Recently, I shared a photo of some packages that were heading out on my Facebook page. My packaging has gone through a few stages. In the very beginning, Stage One consisted of fretting over things breaking and not worrying too much about how the package looked. I call this the utilitarian-ugly stage. Before I started investing more in packaging, it was all about the items arriving in one piece (or how many ever there were supposed to be). Now that I understand more about how to ship fragile beads and jewelry safely, I've been able to get more creative with attractive packaging.
Over the years, I've received some really pretty packages in the mail. Whether it was every day supplies, something handmade, or a gift, it felt so special opening up a beautiful package. Who doesn't love that? I wanted to pass that feeling on to my own customers.
Now, I don't like to charge my customers a lot for shipping, so I've honed my supplies and worked out what's most affordable and effective for me. My basic materials are paper, tissue paper, tape and ribbon. That's it. I think ahead and shop around to get the best deals. The paper/scrap booking aisle of your local craft shop is a great place to start!
.:: Supplies ::.
Decorative paper (I used a 4.5 inch x 6.5 inch precut piece)
Washi tape or tape of choice
Ribbon, raffia, hemp cord, etc.
(Beads in the photo above are what I'm packing)
Step 1: I folded my 4.5" x 6.5" piece of paper in half length ways. This paper is from a multipack of designs I found in the stationary/scrap booking section of my local hobby shop. Since it's precut, it makes things go so much faster! You can use recycled papers from books, music, handmade paper...you name it.
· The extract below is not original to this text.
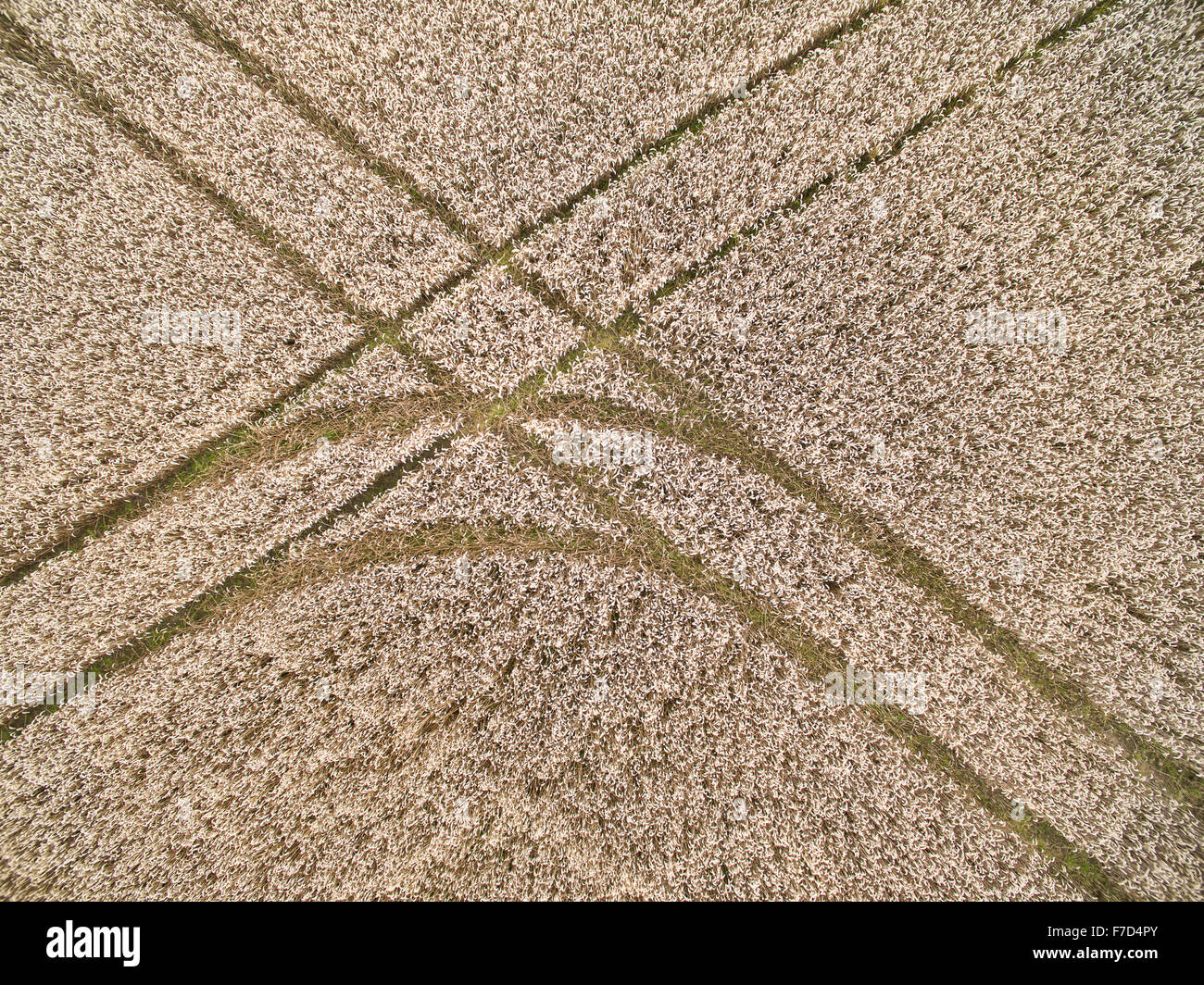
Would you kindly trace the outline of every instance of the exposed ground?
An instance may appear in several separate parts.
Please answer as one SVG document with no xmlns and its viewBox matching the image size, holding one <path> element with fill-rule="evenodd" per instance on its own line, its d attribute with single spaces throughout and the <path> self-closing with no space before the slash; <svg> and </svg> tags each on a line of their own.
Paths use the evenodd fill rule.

Step 2: Cut two pieces of your decorative washi tape: one for the long edge of the pouch and one for the bottom of the paper pouch. I chose something that coordinated both with the paper I was using and the beads my customer bought. I love it when things are a little bit different, but still look great to gether.
Step 3: If your tape has a paper backing, peel that off and center your tape along one of the open edges of your folded paper. This shows the edge that will become the bottom of the pouch.
Step 4: Fold the tape flush with the bottom of the paper edge and smooth it along the front and back.
Step 5: Take your longer piece of tape you cut to size and seal the edge of the paper opposite the fold. Hey presto, we have a pouch!
Step 6: Wrap your item in tissue paper and insert it into the pouch. (If I'm wrapping earrings, I like to mount them on coordinating cardstock and wrap that in tissue paper).
That's all you have to do to make your paper pouch! Fold and tape. It's how you finish it that completes the look. You could leave it simple or seal the top with a nice label. For my beads and supply orders, I tend to go for a shabby chic cottage look, so I like to finish the packages with a little ribbon or bow. I ran out of raffia and cord, so I used some white ribbon I had for this.
Step 7: Cut a nice, long piece of ribbon to tie around your package. Flip your pouch over (back side up) and tie a simple over hand knot (once!) around the center.
Step 8: Take the loose ends of ribbon and pull them tight - pull one towards each of the long ends so it creates a criss cross on the back of the package.
Step 9: Flip the package back over. Center the line of ribbon where you'd like it and pull the loose ends of ribbon towards the center from the top and bottom of the pouch. Tie a bow and you're done! I slipped a little "thank you" note under the bow.
I hope that gave you a little inspiration for your own packaging. I find this to be fairly quick for me, but yes, it does take some extra effort. I think it's worth it, though. I love to mix things up, change details about the packaging, and coordinate with my customers' orders. It makes mailing days a little more fun!